Methods and Findings

American marten near a hair snare tube, image captured by trail camIn order to assess the status and success of marten reintroduction in Wisconsin, Day and his fellow researchers used genetic data collected during two time periods separated by 10 years, or five generations of martens.

Genetic samples were collected from 2000 to 2005 and again from 2012 to 2016 from the Chequamegon-Nicolet National Forest and the Ottawa National Forest as well as Iron County, Wisconsin. The national forest areas have a history of marten reintroductions beginning in 1975, with the most recent occurring from 2009 to 2011 in the Chequamegon. Iron County, which is primarily made up of county and private forestland, is geographically centered between the other three and may provide important habitat connecting the previously reintroduced populations.


Figure showing a map of the study area and the locations where the marten samples were collected This figure shows a map of the study area and the locations where the marten samples were collected.

After DNA extraction and genotyping, samples were analyzed to look at genetic diversity. The publication states its findings as follows:

While some results (e.g., heterozygosity, allelic richness) are not yet alarming, the trajectories indicate overall declines in genetic diversity and increases in fine-scale genetic structure, which may lead to vulnerable populations. Without continued monitoring, managers will be unable to make informed decisions about the future of martens in the region. Reintroduction projects should plan to balance genetic diversity with the potentially harmful effects of assortative mating, promoting genetic connectivity in addition to structural connectivity. Doing so will improve the likelihood that reintroduced populations of animals will maintain the genetic health to avoid becoming demographically vulnerable.
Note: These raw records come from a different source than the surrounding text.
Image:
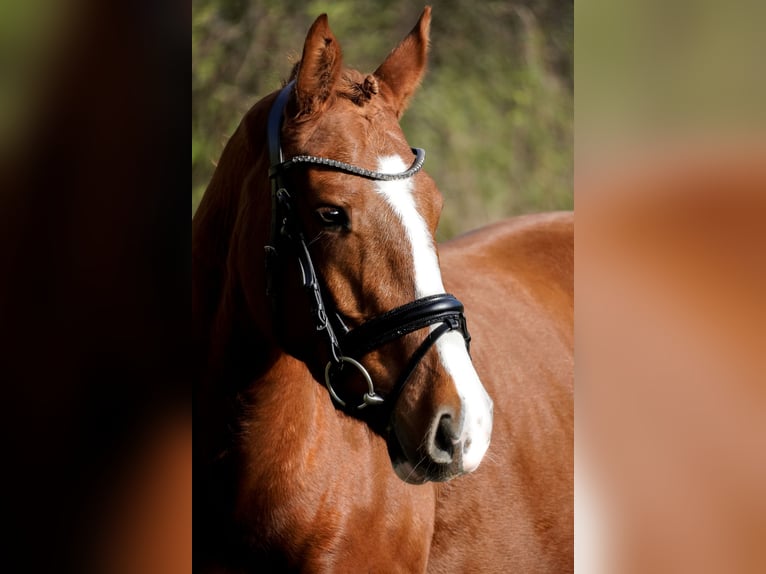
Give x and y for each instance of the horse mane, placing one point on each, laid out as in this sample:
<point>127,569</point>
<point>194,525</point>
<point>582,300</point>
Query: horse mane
<point>214,226</point>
How do these findings apply to the broader use of genetics in understanding reintroduction efforts and how animals move through various sites?

“When animals move through landscapes, their genes move with them, and this process can promote genetic diversity and therefore promote healthy wildlife populations,” Day said. “Studying genetics can also tell us a lot about how animals move through landscapes. In this research, we used genetics to learn how well individuals are able to move between populations of martens, and once they get there, if they are able to mate with individuals from other populations. The research provides insights for managers of wildlife to plan for the future conservation of martens, but also contributes to the field of reintroduction biology overall in that a successful reintroduction requires not only movement between populations, but the ability to mate as well, thus contributing to genetically healthy wildlife populations.”

Dr. Jonathan Gilbert, biological services director for the Great Lakes Indian Fish and Wildlife Commission, has worked with martens in the Upper Midwest for many years and is encouraged by the additional information this research on the species brings.

“Dr. Day’s work has helped to set the stage for further ecological research into factors affecting the viability of martens in Wisconsin,” Gilbert said. “He has established that dispersal paths across Iron County Forests are difficult for martens to navigate. Yet other researchers from the lab of Jonathan Pauli at UW Madison have found that immigration from source populations in the U.P. is needed to continue the viability of martens in Wisconsin. The Ojibwe Tribes, who are members of the Great Lakes Indian Fish and Wildlife Commission, are using the results from Casey and others to try to recover martens from their endangered status. As these culturally important species struggle with their viability, Ojibwe tribes are hoping that all of the work conducted by Dr. Zollner and Dr. Day will contribute to the marten’s wellbeing.

“This effort of Dr. Day’s, including other researchers from Purdue, has been a huge collaborative effort with many agencies involved. Wisconsin DNR, USFS, Great Lakes Indian Fish and Wildlife Commission, Purdue University, and UW Madison are all contributing to this effort. It is a great example of how multiple people from multiple perspectives can all contribute to our state of knowledge.”